L'Explication Prémisse
Cet article permet que des actions mises en place avant la signature d’une convention liée à des suppressions d’emploi (ou à une rupture conventionnelle collective) soient prises en compte pour réduire la contribution financière que l’entreprise doit verser. Pour être prises en compte, ces mesures doivent réellement contribuer à créer ou développer des emplois ou atténuer les conséquences pour les autres entreprises du bassin d’emploi. Les prêts et les cessions immobilières sont valorisés selon des règles particulières (avec un coût prévisionnel pour les prêts et une différence entre valeur de marché et prix de cession pour les biens), et ces valorisations sont plafonnées. De plus, des mesures volontaires engagées dans les deux ans précédant la notification peuvent être prises en compte si elles sont formalisées dans un « document‑cadre » conclu avec le représentant de l’État. Ce document précise l’aire d’intervention, la nature et la valorisation des mesures, leur date de début et les modalités de suivi ; l’entreprise doit ensuite transmettre un bilan d’exécution dans le mois suivant la notification de la décision prévue à l’article D.1233‑38.

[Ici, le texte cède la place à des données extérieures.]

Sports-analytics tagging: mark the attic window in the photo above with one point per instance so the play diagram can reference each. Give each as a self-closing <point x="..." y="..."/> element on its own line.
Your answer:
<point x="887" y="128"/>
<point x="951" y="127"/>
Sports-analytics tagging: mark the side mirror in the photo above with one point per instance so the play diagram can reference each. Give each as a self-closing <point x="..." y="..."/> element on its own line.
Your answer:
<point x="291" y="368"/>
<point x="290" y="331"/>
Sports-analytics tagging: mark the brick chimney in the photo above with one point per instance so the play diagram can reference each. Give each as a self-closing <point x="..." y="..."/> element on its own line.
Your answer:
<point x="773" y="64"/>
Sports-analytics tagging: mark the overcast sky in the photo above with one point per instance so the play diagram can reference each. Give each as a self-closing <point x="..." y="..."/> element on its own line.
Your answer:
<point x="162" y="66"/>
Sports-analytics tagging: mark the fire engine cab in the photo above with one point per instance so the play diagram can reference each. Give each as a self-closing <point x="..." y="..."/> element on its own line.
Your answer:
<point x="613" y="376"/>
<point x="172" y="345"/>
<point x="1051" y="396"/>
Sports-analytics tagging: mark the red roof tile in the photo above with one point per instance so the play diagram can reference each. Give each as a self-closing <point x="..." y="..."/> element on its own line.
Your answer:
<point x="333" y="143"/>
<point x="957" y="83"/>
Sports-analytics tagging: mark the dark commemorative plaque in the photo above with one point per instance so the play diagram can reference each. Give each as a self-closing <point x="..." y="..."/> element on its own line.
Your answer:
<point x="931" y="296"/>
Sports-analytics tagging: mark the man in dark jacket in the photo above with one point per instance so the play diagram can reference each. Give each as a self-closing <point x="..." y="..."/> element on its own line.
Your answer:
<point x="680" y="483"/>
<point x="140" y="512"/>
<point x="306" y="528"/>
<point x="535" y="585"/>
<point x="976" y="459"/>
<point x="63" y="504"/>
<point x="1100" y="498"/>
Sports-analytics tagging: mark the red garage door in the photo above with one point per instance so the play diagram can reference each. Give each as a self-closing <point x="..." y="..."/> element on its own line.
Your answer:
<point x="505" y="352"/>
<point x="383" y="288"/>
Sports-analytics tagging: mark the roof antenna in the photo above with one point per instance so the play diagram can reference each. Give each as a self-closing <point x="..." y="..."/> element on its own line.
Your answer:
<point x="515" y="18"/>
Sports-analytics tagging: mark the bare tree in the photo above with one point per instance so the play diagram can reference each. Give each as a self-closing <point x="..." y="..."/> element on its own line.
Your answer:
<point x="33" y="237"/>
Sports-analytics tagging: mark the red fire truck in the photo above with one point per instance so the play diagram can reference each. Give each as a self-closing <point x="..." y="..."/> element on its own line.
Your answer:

Une entreprise industrielle doit réduire son effectif sur un site (notification prévue). Dans les 18 mois précédant la notification elle a : 1) financé un incubateur local par un prêt destiné à créer plusieurs TPE employant d’anciens salariés ; 2) cédé un entrepôt à prix inférieur à la valeur de marché à une association pour y créer des ateliers d’insertion ; 3) lancé un programme de formation et de reclassement local. Avant la signature de la convention, l’entreprise conclut un document‑cadre avec le représentant de l’État qui reconnaît ces mesures et fixe leur valorisation : le prêt est pris en compte en valorisant son coût prévisionnel (gestion, risque, accès au financement) mais cette valorisation est plafonnée à 30 % des sommes engagées pour le prêt ; la cession immobilière est valorisée par la différence entre la valeur de marché (après avis du directeur des finances publiques) et le prix de cession, mais cette valorisation ne peut excéder 30 % du montant de la contribution prévue par les articles L.1233‑86 et L.1237‑19‑11. L’entreprise envoie ensuite, dans le mois suivant la notification, le bilan des mesures au représentant de l’État pour déduction du montant de sa contribution.

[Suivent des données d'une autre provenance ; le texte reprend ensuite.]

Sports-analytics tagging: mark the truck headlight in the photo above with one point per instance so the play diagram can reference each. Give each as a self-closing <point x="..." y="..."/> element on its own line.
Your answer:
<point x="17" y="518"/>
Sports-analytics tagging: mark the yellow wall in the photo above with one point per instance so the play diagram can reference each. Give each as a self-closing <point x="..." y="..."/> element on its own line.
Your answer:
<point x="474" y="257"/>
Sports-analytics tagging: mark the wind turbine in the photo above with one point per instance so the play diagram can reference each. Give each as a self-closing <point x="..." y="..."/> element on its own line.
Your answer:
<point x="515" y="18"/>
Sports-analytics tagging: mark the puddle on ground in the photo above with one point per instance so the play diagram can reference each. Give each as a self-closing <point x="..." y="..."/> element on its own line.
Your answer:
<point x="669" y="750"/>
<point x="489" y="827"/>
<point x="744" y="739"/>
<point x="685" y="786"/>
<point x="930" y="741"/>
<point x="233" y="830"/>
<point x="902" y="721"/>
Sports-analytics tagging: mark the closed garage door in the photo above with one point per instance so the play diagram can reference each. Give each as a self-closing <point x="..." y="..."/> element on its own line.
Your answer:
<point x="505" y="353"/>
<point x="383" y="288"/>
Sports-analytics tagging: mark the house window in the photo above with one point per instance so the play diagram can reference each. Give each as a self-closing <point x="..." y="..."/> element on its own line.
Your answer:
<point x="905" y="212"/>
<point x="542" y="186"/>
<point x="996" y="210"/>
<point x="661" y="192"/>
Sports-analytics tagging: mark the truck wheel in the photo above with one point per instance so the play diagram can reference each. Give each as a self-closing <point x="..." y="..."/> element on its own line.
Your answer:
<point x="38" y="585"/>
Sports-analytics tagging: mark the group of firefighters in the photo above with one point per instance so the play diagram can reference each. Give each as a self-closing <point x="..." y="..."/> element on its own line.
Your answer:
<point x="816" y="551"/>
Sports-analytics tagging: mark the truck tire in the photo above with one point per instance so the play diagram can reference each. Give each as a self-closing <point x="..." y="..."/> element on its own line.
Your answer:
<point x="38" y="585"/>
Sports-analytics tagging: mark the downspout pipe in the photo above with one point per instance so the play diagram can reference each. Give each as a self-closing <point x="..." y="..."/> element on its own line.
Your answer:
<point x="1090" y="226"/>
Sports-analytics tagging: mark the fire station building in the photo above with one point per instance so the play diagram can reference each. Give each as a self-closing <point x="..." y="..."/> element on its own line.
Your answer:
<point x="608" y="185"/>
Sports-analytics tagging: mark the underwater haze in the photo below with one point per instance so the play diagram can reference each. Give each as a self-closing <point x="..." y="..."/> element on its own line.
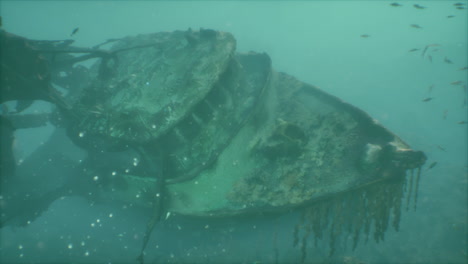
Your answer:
<point x="405" y="65"/>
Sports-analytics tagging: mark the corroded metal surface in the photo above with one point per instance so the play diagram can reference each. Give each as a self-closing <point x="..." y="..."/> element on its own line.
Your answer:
<point x="150" y="82"/>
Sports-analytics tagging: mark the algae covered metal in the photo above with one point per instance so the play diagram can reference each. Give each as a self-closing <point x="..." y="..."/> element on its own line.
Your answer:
<point x="230" y="134"/>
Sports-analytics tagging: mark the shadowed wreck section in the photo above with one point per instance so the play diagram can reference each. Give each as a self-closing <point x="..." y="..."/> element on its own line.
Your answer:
<point x="221" y="134"/>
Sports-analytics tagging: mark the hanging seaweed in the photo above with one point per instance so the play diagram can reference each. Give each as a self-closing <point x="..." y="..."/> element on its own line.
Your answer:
<point x="352" y="213"/>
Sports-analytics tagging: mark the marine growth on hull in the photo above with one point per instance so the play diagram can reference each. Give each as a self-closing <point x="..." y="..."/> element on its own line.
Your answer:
<point x="216" y="133"/>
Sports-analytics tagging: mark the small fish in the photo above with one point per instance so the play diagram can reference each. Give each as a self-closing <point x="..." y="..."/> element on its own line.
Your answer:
<point x="440" y="147"/>
<point x="433" y="164"/>
<point x="74" y="32"/>
<point x="424" y="51"/>
<point x="446" y="60"/>
<point x="429" y="90"/>
<point x="5" y="109"/>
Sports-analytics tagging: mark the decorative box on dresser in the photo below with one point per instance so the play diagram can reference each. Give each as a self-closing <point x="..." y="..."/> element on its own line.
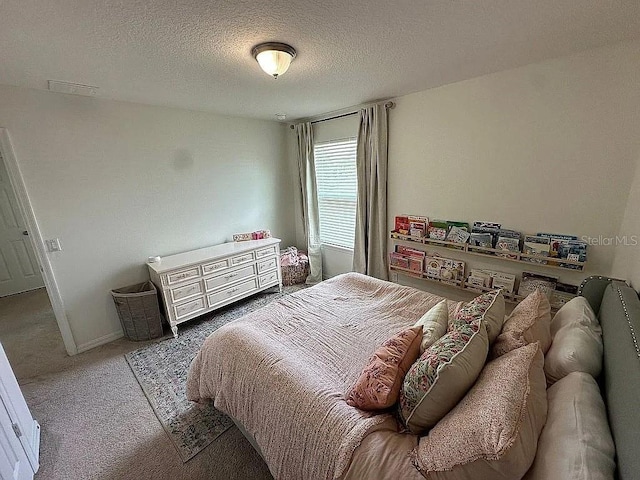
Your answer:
<point x="200" y="281"/>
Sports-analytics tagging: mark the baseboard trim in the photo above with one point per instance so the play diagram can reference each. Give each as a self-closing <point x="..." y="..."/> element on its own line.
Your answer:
<point x="110" y="337"/>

- Mesures antérieures prises en compte si elles contribuent à créer/développer des emplois ou à atténuer les effets sur les entreprises du bassin d’emploi.
- Les prêts pris en compte sont valorisés à leur coût prévisionnel (coût de gestion, coût du risque, coût d’accès au financement) ; cette valorisation ne peut dépasser 30 % des sommes engagées pour le prêt.

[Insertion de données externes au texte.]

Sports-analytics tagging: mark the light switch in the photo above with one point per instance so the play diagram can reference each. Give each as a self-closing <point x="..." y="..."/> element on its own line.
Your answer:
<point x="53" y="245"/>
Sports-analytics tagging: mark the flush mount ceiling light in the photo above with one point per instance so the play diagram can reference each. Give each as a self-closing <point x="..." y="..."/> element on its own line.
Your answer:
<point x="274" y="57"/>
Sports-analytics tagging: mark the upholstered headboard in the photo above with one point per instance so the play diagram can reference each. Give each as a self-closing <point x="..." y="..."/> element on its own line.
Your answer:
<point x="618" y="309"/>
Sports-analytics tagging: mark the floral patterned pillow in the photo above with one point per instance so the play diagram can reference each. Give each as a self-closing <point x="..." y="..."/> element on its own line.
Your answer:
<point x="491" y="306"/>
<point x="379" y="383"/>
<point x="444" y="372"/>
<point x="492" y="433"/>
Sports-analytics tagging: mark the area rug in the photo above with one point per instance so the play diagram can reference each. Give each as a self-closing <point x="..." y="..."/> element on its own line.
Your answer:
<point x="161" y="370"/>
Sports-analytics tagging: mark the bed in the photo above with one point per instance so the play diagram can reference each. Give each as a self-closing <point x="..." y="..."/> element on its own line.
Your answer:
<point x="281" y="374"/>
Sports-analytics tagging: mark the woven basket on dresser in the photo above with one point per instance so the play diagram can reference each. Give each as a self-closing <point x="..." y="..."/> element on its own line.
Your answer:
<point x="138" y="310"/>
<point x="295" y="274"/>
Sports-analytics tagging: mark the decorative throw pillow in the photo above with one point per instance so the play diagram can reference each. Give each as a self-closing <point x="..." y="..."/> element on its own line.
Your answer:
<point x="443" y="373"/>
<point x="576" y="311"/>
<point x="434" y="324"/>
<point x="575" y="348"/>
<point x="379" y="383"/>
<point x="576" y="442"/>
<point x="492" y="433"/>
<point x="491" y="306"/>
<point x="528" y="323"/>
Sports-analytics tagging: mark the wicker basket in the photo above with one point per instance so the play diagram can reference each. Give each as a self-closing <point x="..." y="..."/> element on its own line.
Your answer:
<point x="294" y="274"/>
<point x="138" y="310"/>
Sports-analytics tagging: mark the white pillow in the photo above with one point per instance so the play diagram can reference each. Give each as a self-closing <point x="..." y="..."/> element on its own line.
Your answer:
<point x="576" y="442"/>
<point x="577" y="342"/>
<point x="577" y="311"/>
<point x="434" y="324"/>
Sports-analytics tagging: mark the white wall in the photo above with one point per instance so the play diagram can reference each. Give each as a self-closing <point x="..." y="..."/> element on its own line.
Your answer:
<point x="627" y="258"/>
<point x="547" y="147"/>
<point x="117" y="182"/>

- Les cessions immobilières sont valorisées par la différence entre la valeur de marché (après avis du directeur départemental ou régional des finances publiques) et le prix de cession ; cette valorisation est plafonnée à 30 % du montant de la contribution prévue aux articles L.1233‑86 et L.1237‑19‑11.
- Les mesures volontaires engagées dans les deux ans précédant la notification peuvent être prises en compte si elles font l’objet d’un document‑cadre conclu avec le représentant de l’État dans le département.
- Le document‑cadre doit préciser : limites géographiques du ou des bassins d’emploi, nature des mesures et montant de leur valorisation pour déduction, date de début de mise en œuvre, modalités de suivi et d’évaluation.
- L’entreprise doit transmettre le bilan de mise en œuvre des mesures au représentant de l’État au plus tard dans un mois à compter de la notification prévue à l’article D.1233‑38.
- Référence procédurale importante : l’avis du directeur des finances publiques intervient pour déterminer la valeur de marché des biens immobiliers valorisés.
- Distinction à noter : plafonds et modes de valorisation diffèrent selon la nature de la mesure (prêt vs cession immobilière) et la limite temporelle pour les mesures volontaires est de deux ans précédant la notification.